The letter by Sandberg and Kaiser describes the entrainment of room air through a hole in a reservoir bag placed on a Fabius GS anesthesia machine (Draeger Medical Inc., Telford, PA) after the machine check had been completed. Before any adverse event could occur, the problem was identified by noting that the reservoir bag was not filling with gas during mechanical ventilation and that the concentrations of oxygen and anesthetic in the circuit were less than the concentrations set to be delivered by the machine. This report underscores several important issues concerning the safe use of not only a new design of an anesthesia machine like that of the Fabius GS but also of all anesthesia machines.

Machine checkout is a fundamental aspect of the strategy to use any anesthesia machine safely. Having confirmed proper functioning of the anesthesia machine prior to induction, Sandberg and Kaiser made an appropriate decision to avoid exposing the latex-allergic patient to latex by changing to a bag that did not contain latex. Because the procedure was already under way when the bag was changed, they did not have an opportunity to repeat the machine checkout, which would have identified a leak in the system. Once the preuse checkout is completed, changing or disconnecting any components of the circuit should be avoided unless the checkout can be repeated prior to use.

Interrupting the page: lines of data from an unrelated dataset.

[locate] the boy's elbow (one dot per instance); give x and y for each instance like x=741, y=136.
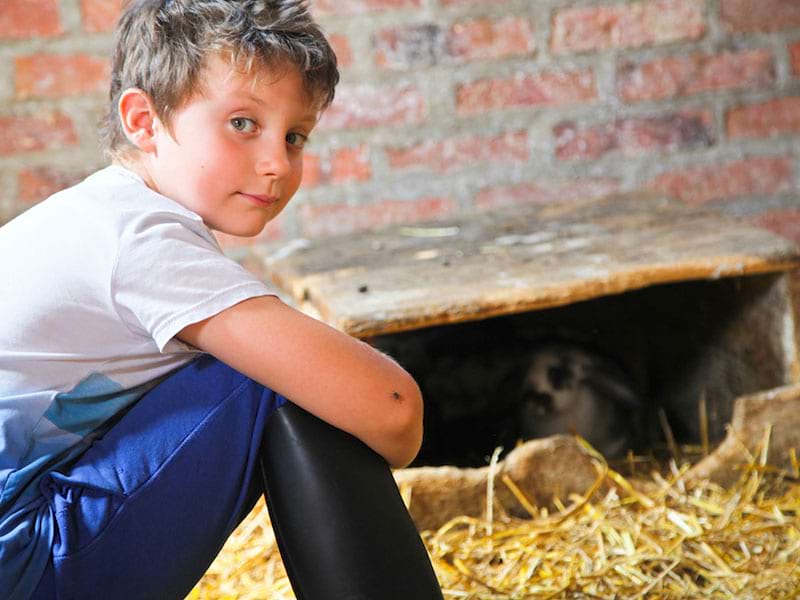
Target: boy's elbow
x=406, y=431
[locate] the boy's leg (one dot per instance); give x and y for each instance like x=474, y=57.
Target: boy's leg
x=340, y=523
x=146, y=509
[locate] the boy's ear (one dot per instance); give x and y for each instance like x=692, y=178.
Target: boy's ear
x=138, y=119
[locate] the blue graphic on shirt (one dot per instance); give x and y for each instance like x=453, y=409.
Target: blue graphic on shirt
x=67, y=428
x=71, y=423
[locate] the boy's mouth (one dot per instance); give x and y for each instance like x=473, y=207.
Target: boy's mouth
x=260, y=199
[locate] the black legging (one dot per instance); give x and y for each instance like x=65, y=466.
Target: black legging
x=341, y=525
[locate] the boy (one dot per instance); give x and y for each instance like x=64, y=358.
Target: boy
x=126, y=460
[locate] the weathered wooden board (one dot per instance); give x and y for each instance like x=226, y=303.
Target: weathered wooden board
x=523, y=259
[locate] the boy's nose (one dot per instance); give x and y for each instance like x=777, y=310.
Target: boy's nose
x=273, y=160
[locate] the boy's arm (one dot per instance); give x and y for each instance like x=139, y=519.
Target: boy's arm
x=332, y=375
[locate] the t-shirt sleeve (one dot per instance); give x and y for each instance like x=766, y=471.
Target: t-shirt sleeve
x=170, y=273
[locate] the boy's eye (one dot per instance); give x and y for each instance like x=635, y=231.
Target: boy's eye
x=298, y=140
x=243, y=124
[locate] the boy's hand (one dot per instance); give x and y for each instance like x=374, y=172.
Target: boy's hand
x=331, y=374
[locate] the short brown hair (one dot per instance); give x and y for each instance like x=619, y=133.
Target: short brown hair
x=160, y=47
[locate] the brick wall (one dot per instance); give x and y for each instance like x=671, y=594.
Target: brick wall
x=455, y=105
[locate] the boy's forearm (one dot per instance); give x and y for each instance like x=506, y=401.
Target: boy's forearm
x=338, y=378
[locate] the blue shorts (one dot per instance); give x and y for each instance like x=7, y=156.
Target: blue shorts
x=145, y=510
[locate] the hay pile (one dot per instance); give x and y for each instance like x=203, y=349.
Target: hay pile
x=658, y=538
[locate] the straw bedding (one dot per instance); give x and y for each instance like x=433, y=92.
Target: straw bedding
x=626, y=537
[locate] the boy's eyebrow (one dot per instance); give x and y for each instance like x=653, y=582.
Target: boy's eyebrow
x=309, y=117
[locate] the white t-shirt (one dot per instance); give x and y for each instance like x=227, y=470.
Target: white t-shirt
x=96, y=281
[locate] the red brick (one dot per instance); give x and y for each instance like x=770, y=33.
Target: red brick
x=354, y=7
x=471, y=2
x=312, y=170
x=759, y=15
x=340, y=166
x=272, y=232
x=451, y=154
x=785, y=222
x=775, y=117
x=755, y=176
x=335, y=219
x=39, y=183
x=419, y=45
x=684, y=75
x=38, y=131
x=627, y=25
x=545, y=192
x=633, y=135
x=427, y=44
x=341, y=46
x=367, y=106
x=350, y=164
x=487, y=38
x=543, y=89
x=20, y=19
x=794, y=53
x=100, y=15
x=55, y=75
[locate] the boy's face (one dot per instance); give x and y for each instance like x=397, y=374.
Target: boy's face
x=235, y=154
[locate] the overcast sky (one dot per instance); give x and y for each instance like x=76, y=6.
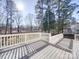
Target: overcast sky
x=29, y=7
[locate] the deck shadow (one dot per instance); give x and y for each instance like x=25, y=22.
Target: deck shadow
x=34, y=52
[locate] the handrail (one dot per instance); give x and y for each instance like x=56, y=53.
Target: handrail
x=14, y=39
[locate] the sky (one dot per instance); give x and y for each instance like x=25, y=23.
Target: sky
x=28, y=6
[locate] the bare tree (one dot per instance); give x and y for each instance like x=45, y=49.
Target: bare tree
x=10, y=9
x=18, y=22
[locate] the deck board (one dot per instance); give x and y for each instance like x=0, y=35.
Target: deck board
x=76, y=49
x=48, y=52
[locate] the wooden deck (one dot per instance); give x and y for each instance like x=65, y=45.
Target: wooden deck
x=76, y=49
x=39, y=50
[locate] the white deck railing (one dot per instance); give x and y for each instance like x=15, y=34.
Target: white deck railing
x=76, y=37
x=56, y=38
x=14, y=39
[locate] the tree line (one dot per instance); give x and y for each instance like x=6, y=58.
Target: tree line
x=55, y=15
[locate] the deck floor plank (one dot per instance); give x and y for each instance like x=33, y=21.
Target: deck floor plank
x=48, y=52
x=49, y=56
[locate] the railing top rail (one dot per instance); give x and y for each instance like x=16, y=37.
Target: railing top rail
x=18, y=34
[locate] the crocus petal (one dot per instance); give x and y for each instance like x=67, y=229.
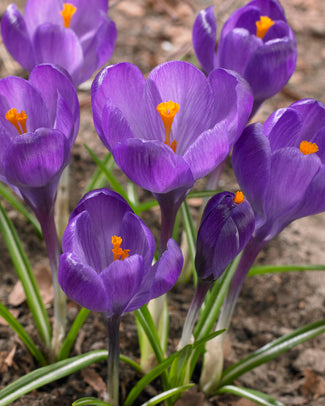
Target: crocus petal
x=36, y=14
x=204, y=38
x=295, y=170
x=186, y=85
x=167, y=269
x=153, y=165
x=252, y=164
x=233, y=101
x=313, y=113
x=33, y=159
x=21, y=95
x=122, y=85
x=283, y=128
x=208, y=151
x=82, y=284
x=115, y=128
x=60, y=97
x=236, y=49
x=15, y=37
x=122, y=279
x=270, y=67
x=56, y=44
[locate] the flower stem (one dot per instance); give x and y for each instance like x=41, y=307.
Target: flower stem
x=200, y=293
x=53, y=250
x=113, y=327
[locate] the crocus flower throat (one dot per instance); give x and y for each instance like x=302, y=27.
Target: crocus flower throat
x=118, y=252
x=67, y=12
x=263, y=25
x=167, y=111
x=308, y=148
x=18, y=120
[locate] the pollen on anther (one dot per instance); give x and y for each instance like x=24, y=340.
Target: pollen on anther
x=308, y=148
x=263, y=25
x=67, y=12
x=239, y=197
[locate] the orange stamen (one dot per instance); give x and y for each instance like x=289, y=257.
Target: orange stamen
x=308, y=148
x=67, y=12
x=18, y=120
x=239, y=197
x=119, y=253
x=167, y=111
x=263, y=25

Another important point is the value of training users to understand the proper functioning of the anesthesia machine. The Fabius GS is designed with the reservoir bag as part of the circuit during mechanical ventilation so that fresh gas can accumulate in the bag during inspiration. The intent of this design is to improve the accuracy and consistency of tidal volume delivery by eliminating the interaction between fresh gas flow and tidal volume characteristic of a traditional anesthesia machine design. The authors had been trained to understand that the reservoir bag on the Fabius GS is an indicator of adequate fresh gas flow, just as the bellows is on a traditional anesthesia machine. After the reservoir bag was changed they continued with mechanical ventilation, but they quickly recognized that a problem existed when the reservoir bag did not fill. User training has become especially important with the development of new anesthesia machine designs, because indicators of proper functioning are different from traditional machine technology.

The importance of monitoring technology to patient safety has been emphasized repeatedly in the literature, and this report is just one more example. Indeed, observation of oxygen and anesthetic vapor concentrations led Sandberg and Kaiser to suspect that air was entering the breathing circuit. No matter how advanced anesthesia delivery systems become, monitoring the concentration of gases and vapors delivered to the patient will remain fundamental to confirming that the patient is receiving what the anesthesia provider intends to deliver.

To understand how the Fabius GS design facilitated the identification of the hole in the reservoir bag, it is useful to speculate about the implications of a similar situation when using a traditional anesthesia machine design. On a traditional anesthesia machine, the reservoir bag is excluded from the breathing circuit during mechanical ventilation. Had the bag been changed after induction and the start of mechanical ventilation on a traditional anesthesia machine, the hole in the bag might not have been recognized until the end of the procedure, when manual positive pressure ventilation was needed to facilitate emergence. The Fabius GS design likely led to an earlier recognition of the problem, because the bag did not fill with gas as expected immediately after it was changed.